Reputation: 8079
I need to conditionally add a filter to particular dates in a query. There are common preconditions and the filter will be the same. Therefore I would like the common code to be in a method which can perform these checks and then have the consumer pass in the property which the filter should be applied to (could be applied to multiple).
Here is a simplified version of my code.
var query = dbContext.Documents.AsQueryable();
query = FilterDocumentsByDate(query, x => x.CreatedDate);
query = FilterDocumentsByDate(query, x => x.SubmittedDate);
private IQueryable<Document> FilterDocumentsByDate(IQueryable<Document> query, Func<Document, DateTime> propertyToSearch)
{
query = query.Where(x => propertyToSearch(x).Year > 2000);
return query;
}
When I look at the query in SQL profiler, I can see that the query is missing the WHERE clause (so all documents are being retrieved and the filter is being done in memory). If I copy/paste the code inline for both dates (instead of calling the method twice) then the WHERE clause for the both dates are included in the query.

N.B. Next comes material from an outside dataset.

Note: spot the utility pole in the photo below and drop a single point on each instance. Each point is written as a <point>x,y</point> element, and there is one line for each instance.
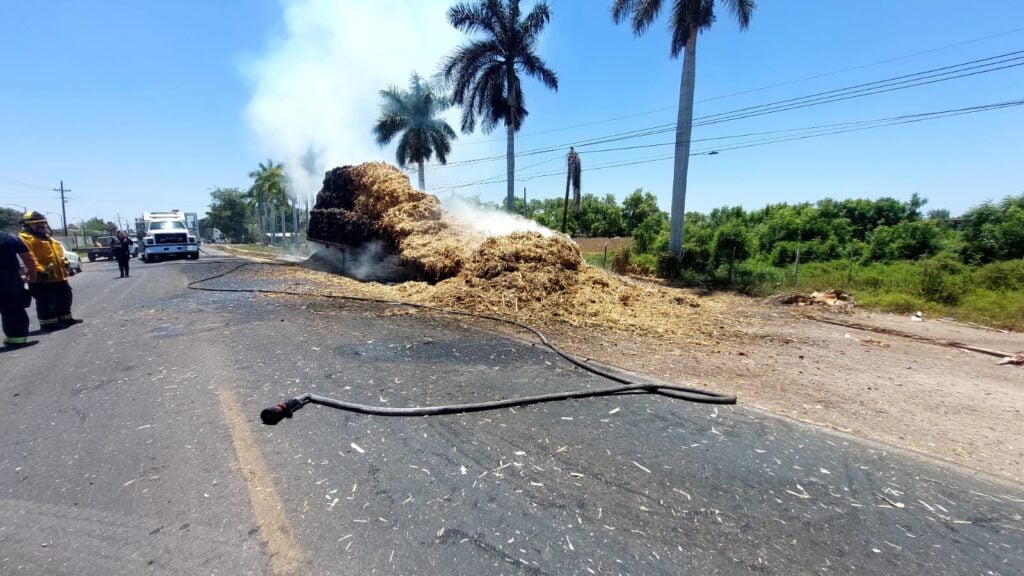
<point>64,206</point>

Is there no way to add a WHERE condition to an IQueryable by passing a property in a Func which can be properly translated to SQL by Entity Framework?
Upvotes: 2
Views: 508
Reputation: 1196
EF is unable to understand your query, so it breaks and executes WHERE
clause in memory.
The solution is creating dynamic expressions.

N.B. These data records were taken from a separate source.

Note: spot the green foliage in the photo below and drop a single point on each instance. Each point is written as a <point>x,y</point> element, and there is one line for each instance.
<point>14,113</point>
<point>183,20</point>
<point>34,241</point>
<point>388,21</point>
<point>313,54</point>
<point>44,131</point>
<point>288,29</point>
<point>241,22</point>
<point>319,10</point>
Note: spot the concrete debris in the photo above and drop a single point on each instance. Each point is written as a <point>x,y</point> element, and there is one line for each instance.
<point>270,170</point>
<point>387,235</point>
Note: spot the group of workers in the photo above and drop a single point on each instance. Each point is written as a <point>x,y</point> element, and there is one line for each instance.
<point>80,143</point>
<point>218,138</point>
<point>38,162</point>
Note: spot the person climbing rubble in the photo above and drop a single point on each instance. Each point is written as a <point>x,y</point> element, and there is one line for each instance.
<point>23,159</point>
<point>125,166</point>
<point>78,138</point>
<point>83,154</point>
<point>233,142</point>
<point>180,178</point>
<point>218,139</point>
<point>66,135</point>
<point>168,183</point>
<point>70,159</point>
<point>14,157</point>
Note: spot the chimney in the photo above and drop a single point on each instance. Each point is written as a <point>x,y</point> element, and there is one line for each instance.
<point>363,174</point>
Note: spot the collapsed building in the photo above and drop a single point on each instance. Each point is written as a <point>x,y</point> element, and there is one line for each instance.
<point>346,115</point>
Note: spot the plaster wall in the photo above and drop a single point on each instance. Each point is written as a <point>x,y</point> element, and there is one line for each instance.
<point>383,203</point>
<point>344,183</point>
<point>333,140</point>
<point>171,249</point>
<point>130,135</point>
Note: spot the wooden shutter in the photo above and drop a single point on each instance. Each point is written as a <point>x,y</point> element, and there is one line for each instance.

var query = dbContext.Documents.AsQueryable();
query = FilterDocumentsByDate(query, x => x.CreatedDate.Year);
query = FilterDocumentsByDate(query, x => x.SubmittedDate.Year);
private IQueryable<Document> FilterDocumentsByDate(IQueryable<Document> query, Expression<Func<Document, int>> expression)
{
var parameter = expression.Parameters.FirstOrDefault();
Expression comparisonExpression = Expression.Equal(expression.Body, Expression.Constant(2000));
Expression<Func<Document, bool>> exp = Expression.Lambda<Func<Document, bool>>(comparisonExpression, parameter);
query = query.Where(exp);
return query;
}
I am sorry, I haven't run this myself, but this should create WHERE statement. Let me know how it goes.